L’ASPI a constaté que 97 % des comptes identifiés avaient moins de cinq followers, et que 73 % des comptes n’en avaient aucun. Alors que 98 % des tweets n’étaient ni aimés ni retweetés, les autres étaient souvent stimulés par des diplomates et des fonctionnaires chinois, ce qui permettait de diffuser le contenu et de lui donner une légitimité.

« La cible n’est pas vraiment les personnes qui sont sceptiques à l’égard du gouvernement chinois, mais elle donne du contenu aux personnes qui font confiance aux médias d’État chinois et sont sceptiques à l’égard des grands médias occidentaux », a déclaré Albert Zhang, chercheur à l’ASPI. « C’est de la propagande qui fait appel à la base ».

Le rapport de l’ASPI indique que la campagne de propagande reflète l’orientation probable des futures opérations d’information du Parti communiste chinois (PCC). Cependant, Zhang et Ryan ont également déclaré qu’elle montrait qu’il pouvait y avoir un manque de compréhension de la part des fournisseurs de propagande et de médias chinois quant à ce qui est crédible ou légitime – comme cela a été démontré le mois dernier avec les tentatives de réfuter les inquiétudes concernant la star du tennis Peng Shuai.
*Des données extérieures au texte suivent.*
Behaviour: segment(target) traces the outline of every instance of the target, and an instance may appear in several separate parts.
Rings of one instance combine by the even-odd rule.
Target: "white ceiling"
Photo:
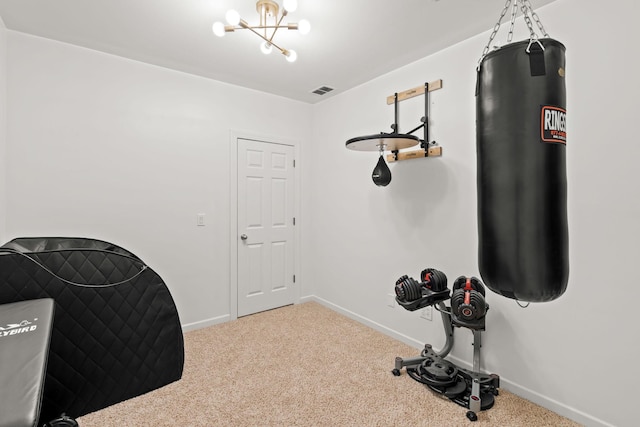
[[[552,1],[531,3],[537,9]],[[257,24],[255,5],[255,0],[1,0],[0,17],[10,30],[315,103],[492,28],[505,0],[298,0],[284,22],[307,19],[311,32],[283,30],[274,38],[296,50],[295,63],[275,50],[260,53],[262,40],[248,30],[223,38],[212,33],[213,22],[224,21],[228,9]],[[311,93],[325,85],[335,90]]]

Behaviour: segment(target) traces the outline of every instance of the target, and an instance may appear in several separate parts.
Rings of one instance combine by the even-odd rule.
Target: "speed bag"
[[[564,53],[556,40],[526,40],[478,69],[479,270],[519,301],[554,300],[569,278]]]

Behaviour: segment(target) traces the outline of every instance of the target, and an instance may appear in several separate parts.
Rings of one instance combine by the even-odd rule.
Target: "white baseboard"
[[[385,335],[388,335],[392,338],[397,339],[398,341],[401,341],[407,345],[410,345],[412,347],[415,347],[417,349],[422,349],[424,348],[424,343],[419,342],[411,337],[408,337],[396,330],[393,330],[391,328],[388,328],[378,322],[375,322],[371,319],[368,319],[364,316],[361,316],[357,313],[354,313],[350,310],[347,310],[346,308],[343,308],[337,304],[334,304],[330,301],[327,301],[325,299],[322,299],[320,297],[317,297],[315,295],[308,295],[305,297],[300,298],[300,303],[303,302],[308,302],[308,301],[315,301],[333,311],[336,311],[340,314],[343,314],[347,317],[349,317],[350,319],[353,319],[355,321],[358,321],[364,325],[367,325],[373,329],[375,329],[378,332],[381,332]],[[450,359],[452,362],[454,362],[455,364],[465,368],[465,369],[472,369],[472,364],[469,361],[466,360],[462,360],[460,358],[457,358],[455,356],[447,356],[448,359]],[[523,387],[513,381],[510,381],[504,377],[500,377],[500,388],[507,390],[517,396],[520,396],[524,399],[529,400],[530,402],[533,402],[537,405],[542,406],[543,408],[549,409],[550,411],[555,412],[556,414],[562,415],[563,417],[569,418],[575,422],[578,422],[584,426],[589,426],[589,427],[614,427],[612,424],[609,424],[603,420],[600,420],[592,415],[589,415],[587,413],[584,413],[578,409],[575,409],[571,406],[565,405],[561,402],[558,402],[554,399],[551,399],[547,396],[544,396],[538,392],[535,392],[533,390],[530,390],[526,387]]]
[[[201,320],[193,323],[185,323],[182,325],[182,332],[195,331],[196,329],[207,328],[209,326],[217,325],[219,323],[225,323],[231,320],[231,316],[225,314],[223,316],[212,317],[210,319]]]

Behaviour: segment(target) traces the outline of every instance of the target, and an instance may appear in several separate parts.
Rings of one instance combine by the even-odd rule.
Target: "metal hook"
[[[543,45],[542,43],[540,43],[540,40],[538,40],[538,37],[536,37],[536,38],[529,39],[529,45],[527,46],[527,49],[526,49],[526,52],[527,52],[527,53],[531,53],[531,45],[532,45],[534,42],[535,42],[535,43],[538,43],[538,45],[540,46],[540,48],[542,49],[542,51],[544,51],[544,45]]]

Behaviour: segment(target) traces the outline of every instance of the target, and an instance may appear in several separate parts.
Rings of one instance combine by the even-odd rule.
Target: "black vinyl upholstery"
[[[59,237],[0,247],[0,304],[37,298],[56,305],[41,423],[181,378],[184,342],[169,289],[126,249]]]

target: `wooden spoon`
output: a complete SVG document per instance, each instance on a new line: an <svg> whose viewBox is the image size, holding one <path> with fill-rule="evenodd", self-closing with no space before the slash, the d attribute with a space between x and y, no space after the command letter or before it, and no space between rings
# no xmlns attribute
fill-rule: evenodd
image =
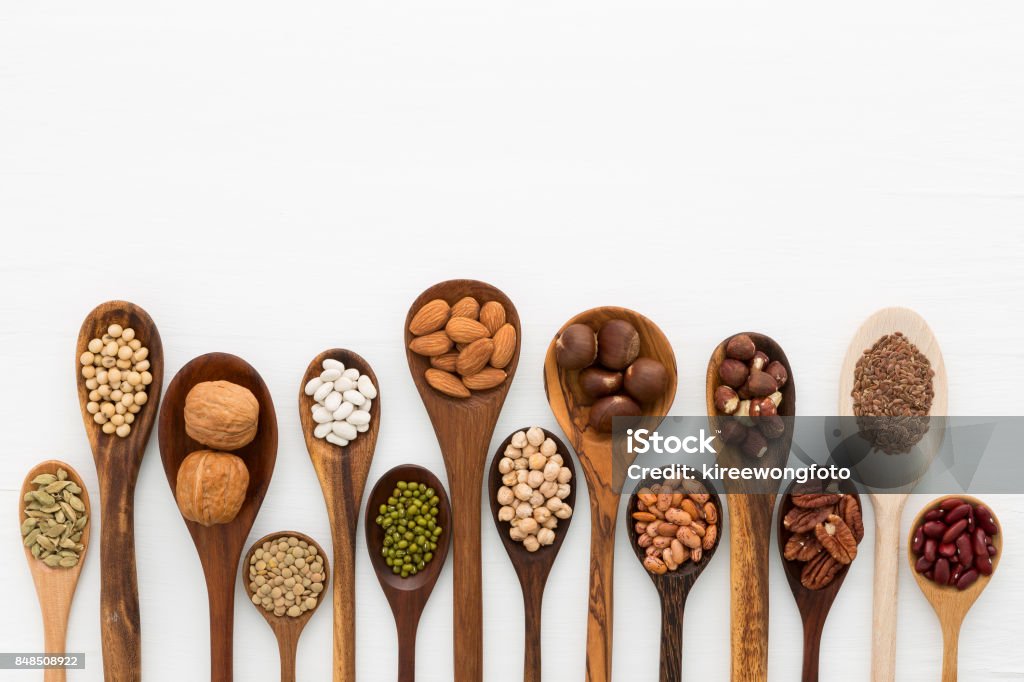
<svg viewBox="0 0 1024 682"><path fill-rule="evenodd" d="M25 520L25 494L36 489L32 479L40 474L56 474L57 469L68 472L68 480L73 480L82 488L78 496L85 504L86 513L92 514L92 507L89 505L89 492L82 481L82 477L74 467L59 460L47 460L40 462L29 471L22 483L22 493L17 498L17 524L22 525ZM52 568L32 555L28 547L25 548L25 559L29 562L29 570L32 571L32 580L36 584L36 595L39 597L39 608L43 612L43 643L44 651L50 654L63 654L67 648L68 637L68 616L71 614L71 602L75 598L75 588L78 587L78 577L82 573L82 566L85 564L85 553L89 550L89 527L92 525L92 518L82 528L82 542L84 549L79 554L78 564L71 568ZM47 668L43 671L44 682L63 682L67 679L67 671L63 668Z"/></svg>
<svg viewBox="0 0 1024 682"><path fill-rule="evenodd" d="M336 359L346 369L356 369L377 387L370 428L345 447L313 435L312 397L305 394L306 383L324 371L324 360ZM355 527L359 520L362 491L370 463L377 449L381 421L380 384L367 360L351 350L332 348L314 357L299 386L299 420L309 459L319 479L334 544L334 682L355 680Z"/></svg>
<svg viewBox="0 0 1024 682"><path fill-rule="evenodd" d="M426 567L415 576L402 578L395 576L381 556L384 546L384 528L377 525L377 515L380 506L385 504L395 483L403 480L408 483L425 483L434 488L440 504L438 505L437 523L442 528L440 541L434 558ZM394 624L398 630L398 682L413 682L416 679L416 631L420 625L427 599L437 583L447 558L449 542L452 537L452 506L449 504L444 486L427 469L415 464L403 464L387 471L370 492L367 504L367 551L370 552L370 563L373 564L381 590L391 604ZM458 601L458 599L457 599Z"/></svg>
<svg viewBox="0 0 1024 682"><path fill-rule="evenodd" d="M910 536L907 540L907 548L911 547L913 544L913 532L921 524L923 517L932 509L935 509L939 503L943 500L949 498L950 496L944 496L931 502L918 514L916 518L913 519L913 523L910 525ZM981 500L977 498L972 498L969 495L957 495L954 496L966 502L970 502L974 505L984 504ZM991 507L989 507L991 510ZM992 536L992 546L995 547L995 556L992 557L992 576L995 574L995 569L998 568L999 558L1002 556L1002 525L999 523L999 519L995 517L993 512L992 518L995 520L995 525L998 528L998 532ZM957 649L959 644L959 631L961 626L964 624L964 616L967 615L968 610L974 605L978 597L981 595L982 591L988 587L989 581L992 580L992 576L979 576L978 580L974 585L966 590L957 590L955 586L940 586L934 583L921 573L914 568L915 557L912 551L907 551L907 559L910 561L910 572L913 573L913 578L918 581L918 587L921 591L925 593L925 597L932 604L932 608L935 609L935 614L939 616L939 626L942 628L942 682L956 682L956 659L957 659Z"/></svg>
<svg viewBox="0 0 1024 682"><path fill-rule="evenodd" d="M82 380L79 357L89 341L111 325L135 330L135 338L150 349L153 383L148 401L135 416L126 438L104 434L85 407L89 391ZM141 679L141 628L138 580L135 573L135 481L160 406L164 385L164 345L153 318L133 303L108 301L97 305L82 323L75 346L75 385L82 422L92 447L99 480L99 632L103 648L103 677L108 682Z"/></svg>
<svg viewBox="0 0 1024 682"><path fill-rule="evenodd" d="M782 386L782 402L778 408L780 417L788 418L797 414L797 388L793 368L782 347L774 339L745 332L754 340L758 350L764 351L772 360L778 360L790 375ZM719 430L721 418L716 419L715 390L721 385L718 368L725 359L725 339L715 348L708 361L707 407L712 430ZM752 460L738 447L726 445L721 438L716 442L718 462L725 467L777 467L790 457L793 443L794 424L787 419L785 433L768 441L768 452L759 460ZM768 677L768 550L771 545L771 520L775 510L775 495L752 493L748 481L727 480L725 491L729 495L729 528L732 542L729 554L732 574L731 636L732 636L732 680L765 680ZM756 485L756 483L755 483ZM760 489L764 489L761 487Z"/></svg>
<svg viewBox="0 0 1024 682"><path fill-rule="evenodd" d="M167 387L160 410L160 458L171 486L177 487L178 468L190 453L207 450L185 433L185 396L204 381L229 381L248 388L259 402L256 437L232 454L249 469L249 489L238 515L227 523L205 526L184 519L199 552L210 599L210 679L230 682L233 664L234 571L246 538L263 504L278 459L278 417L263 379L241 357L228 353L207 353L185 365Z"/></svg>
<svg viewBox="0 0 1024 682"><path fill-rule="evenodd" d="M631 463L614 453L610 433L600 433L589 424L590 407L579 401L579 372L565 372L555 363L555 341L569 325L582 323L598 330L609 319L626 319L640 332L640 357L662 363L669 372L665 395L646 412L656 416L645 424L656 428L668 415L676 397L676 355L669 339L647 317L628 308L603 306L581 312L565 323L548 346L544 359L544 389L558 426L568 437L580 458L590 492L590 604L587 621L587 680L604 682L611 679L611 606L612 567L615 551L615 520L618 518L620 496L613 486L613 473L625 472ZM618 449L625 450L625 449ZM620 458L613 461L613 458Z"/></svg>
<svg viewBox="0 0 1024 682"><path fill-rule="evenodd" d="M633 492L633 495L630 496L629 505L626 507L626 529L630 538L630 547L633 548L633 553L637 555L637 560L640 561L641 566L643 565L646 553L637 544L639 534L636 531L636 523L633 521L633 512L638 511L637 503L640 501L640 498L637 497L637 493L641 488L648 487L655 482L657 481L641 481L637 485L636 491ZM725 515L722 513L722 500L718 494L707 482L702 481L701 484L708 491L709 495L711 495L711 501L715 503L715 508L718 509L718 518L720 520L725 518ZM719 542L714 547L702 553L700 560L696 563L687 561L678 569L662 576L652 573L646 568L643 569L650 577L651 582L654 583L658 599L662 602L662 664L658 673L658 680L660 682L679 682L683 679L683 612L686 608L686 597L689 596L690 590L693 589L693 584L696 583L697 578L708 567L708 562L715 556L715 550L718 549L720 544L721 537L719 537Z"/></svg>
<svg viewBox="0 0 1024 682"><path fill-rule="evenodd" d="M301 615L292 617L291 615L274 615L273 611L268 611L262 606L256 606L256 610L260 612L265 620L270 629L273 630L274 637L278 638L278 651L281 655L281 682L295 682L295 653L299 647L299 636L302 634L302 629L306 627L306 623L312 617L313 612L319 608L319 605L324 602L324 595L327 594L327 588L330 576L330 562L327 559L327 554L324 552L324 548L316 544L316 542L307 535L296 532L295 530L282 530L280 532L271 532L270 535L263 536L249 548L246 552L246 560L242 562L242 587L246 591L247 595L252 593L249 591L249 566L251 562L252 555L256 553L256 550L263 546L263 543L273 540L275 538L289 538L295 537L299 540L304 540L309 543L310 547L315 547L317 555L324 562L324 590L316 597L316 605L305 611ZM250 603L252 600L250 599Z"/></svg>
<svg viewBox="0 0 1024 682"><path fill-rule="evenodd" d="M792 496L797 485L796 481L790 484L779 504L777 528L778 553L782 557L782 568L785 570L785 579L790 583L790 590L793 592L793 597L797 600L797 608L800 610L800 617L804 622L804 671L801 679L803 682L817 682L821 632L825 627L825 619L828 617L828 611L831 609L833 602L836 601L836 595L839 594L839 589L843 587L843 581L846 580L847 573L850 572L850 566L853 564L843 566L836 573L836 577L833 578L831 583L820 590L808 590L800 582L800 574L805 564L801 561L790 561L785 558L785 545L793 536L793 532L782 523L785 515L794 507ZM860 496L857 495L852 485L841 484L839 488L843 494L853 497L857 501L857 504L860 505Z"/></svg>
<svg viewBox="0 0 1024 682"><path fill-rule="evenodd" d="M527 430L529 427L520 429ZM571 487L569 495L563 501L573 510L575 509L575 467L572 465L572 456L569 455L568 447L551 431L544 430L544 435L555 441L558 454L562 456L562 466L571 473ZM513 431L509 437L502 441L495 453L495 458L490 463L490 472L487 476L487 492L490 500L490 513L495 520L495 527L498 528L498 536L505 545L505 551L512 560L515 572L519 577L519 585L522 587L523 610L526 622L526 644L525 656L523 659L523 680L524 682L541 682L541 615L543 613L542 602L544 600L544 586L548 582L548 573L555 563L558 550L562 547L565 534L569 529L569 522L572 517L559 519L558 527L555 528L555 542L547 547L542 547L536 552L528 552L522 543L517 543L509 537L508 521L498 519L498 512L502 506L498 503L498 489L503 485L502 472L498 470L498 464L505 457L505 449L512 444L512 436L518 431Z"/></svg>
<svg viewBox="0 0 1024 682"><path fill-rule="evenodd" d="M485 391L473 391L468 398L454 398L427 384L424 373L430 369L430 363L409 348L413 340L409 325L424 303L439 298L452 304L466 296L472 296L480 304L488 301L501 303L505 307L506 322L515 328L516 346L512 360L504 368L508 378L503 384ZM404 339L409 370L434 427L452 493L454 586L455 594L459 595L455 600L455 679L456 682L480 682L483 679L481 483L490 436L519 365L522 342L519 313L508 296L488 284L474 280L449 280L426 290L413 302L406 317Z"/></svg>
<svg viewBox="0 0 1024 682"><path fill-rule="evenodd" d="M908 308L883 308L864 321L850 341L843 371L840 375L839 415L853 417L853 377L857 360L864 350L870 348L881 337L902 332L918 346L935 371L932 387L932 415L944 416L948 411L946 367L942 360L942 350L928 323ZM845 430L855 430L853 419L843 419ZM916 451L926 461L930 461L942 446L945 429L941 424L932 423L928 434L918 443ZM851 434L852 435L852 434ZM886 460L885 466L896 464L895 458L885 453L874 452L879 460ZM923 471L922 471L923 473ZM872 597L871 627L871 680L893 682L896 678L896 608L899 577L899 528L900 518L907 496L916 480L892 493L869 493L868 499L874 509L874 594Z"/></svg>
M. Ryan a déclaré qu’un terme portmanteau attribué à l’origine au système de surveillance chinois – « Chabudwellien » – s’appliquait également ici, combinant « Orwellien » avec le terme chinois « cha bu duo », qui signifie « presque » mais est souvent utilisé pour décrire quelque chose fait avec un effort faible ou minimal.

« En dehors de la Chine, les étrangers pensent que leur système de surveillance est très sophistiqué… mais en réalité, la plupart du temps, cette infrastructure est truquée et pas super efficace », a déclaré Ryan. « Cela peut s’appliquer aux campagnes d’information également ».